29/02/2012
Thomas Bernhard, Mes Prix littéraires
[après la publication de Gel]
[...] lorsque le déluge de critiques, incroyablement violent et complètement contradictoire, des éloges les plus embarrassants aux descentes en flèche les plus féroces, a pris fin, je me suis senti d'un seul coup comme anéanti, comme si je venais de tomber sans rémission dans un épouvantable puits sans fond. J'étais persuadé que l'erreur d'avoir placé tous mes espoirs dans la littérature allait m'étouffer. Je ne voulais plus entendre parler de littérature.

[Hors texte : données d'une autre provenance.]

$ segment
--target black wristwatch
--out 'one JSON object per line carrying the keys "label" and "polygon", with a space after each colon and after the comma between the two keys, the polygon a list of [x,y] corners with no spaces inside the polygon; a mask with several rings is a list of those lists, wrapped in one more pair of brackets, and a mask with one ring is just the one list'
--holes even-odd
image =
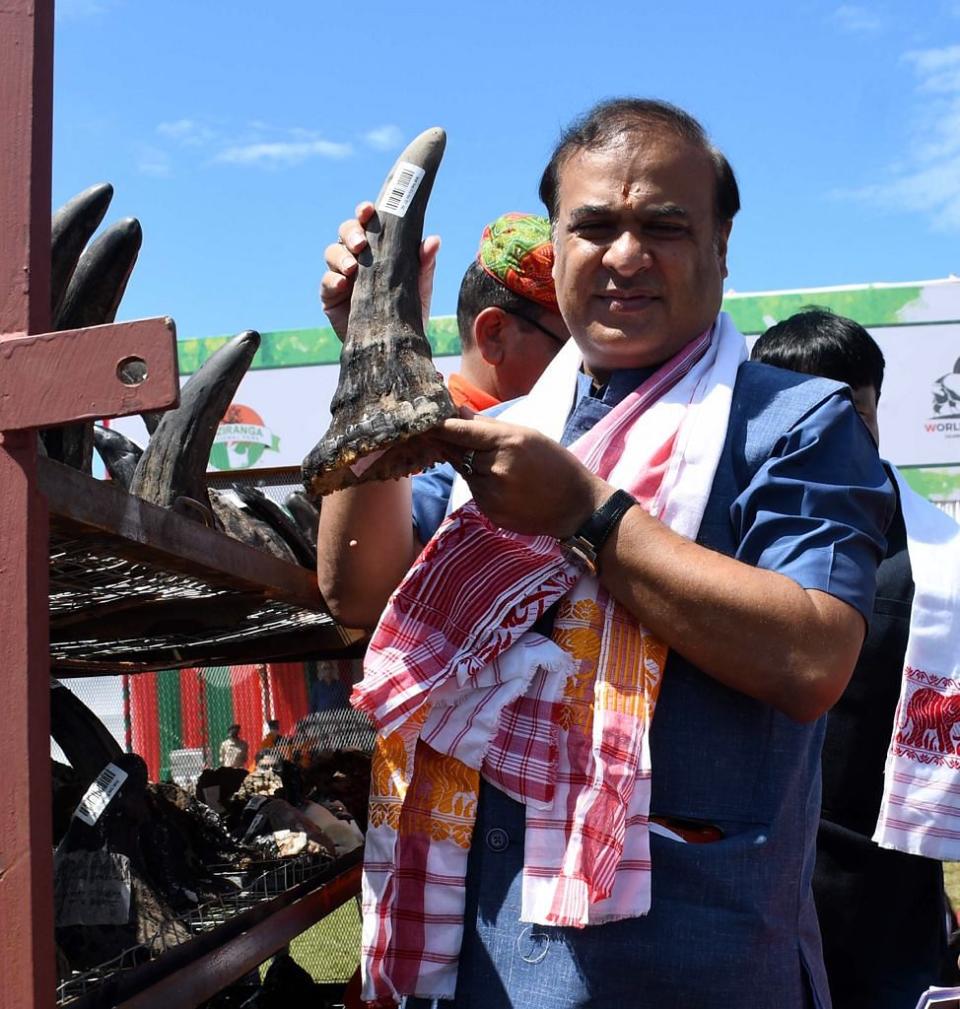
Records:
{"label": "black wristwatch", "polygon": [[568,560],[594,577],[600,571],[597,555],[617,523],[637,503],[625,490],[616,490],[570,537],[557,540]]}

Elle ne m'avait pas rendu heureux , mais jeté au fond de cette fosse fangeuse et suffocante d'où l'on ne peut plus s'échapper, pensai-je à l'époque. Je maudissais la littérature et ma dépravation auprès d'elle et j'allais sur des chantiers pour finalement me faire engager en tant que chauffeur-livreur pour la société Christophorus, située sur la Klosterneuburgerstrasse. Pendant des mois j'ai fait des livraisons de bière pour la célèbre brasserie Gösser. Ce faisant, j'ai non seulement très bien appris à conduire des camions, mais aussi à connaître encore mieux qu'avant la ville de Vienne tout entière. J'habitais chez ma tante et je gagnais ma vie comme chauffeur de poids lourds. Je ne voulais plus entendre parler de littérature, j'avais placé en elle tout ce que j'avais, et elle m'avait récompensé en me jetant au fond d'une fosse. La littérature me dégoûtait, je détestais tous les éditeurs et toutes les maisons d'édition et tous les livres. Il me semblait qu'en écrivant Gel, j'avais été victime d'une escroquerie gigantesque. J'étais heureux quand, dans ma veste de cuir, je m'installais au volant du vieux camion Steyr et sillonnais la ville en faisant vrombir le moteur. C'est là que se montrait toute l'utilité pour moi d'avoir appris à conduire des camions depuis longtemps, c'était une des conditions pour obtenir un poste en Afrique auquel je m'étais porté candidat, des années auparavant, ce qui finalement ne s'était pas fait, en raison d'un concours de circonstances en réalité très heureux, comme je sais aujourd'hui.
Thomas Bernhard, Mes Prix littéraires, traduit de l'allemand par Daniel Mirsky, "Du Monde entier", Gallimard, 2009, p. 41-42.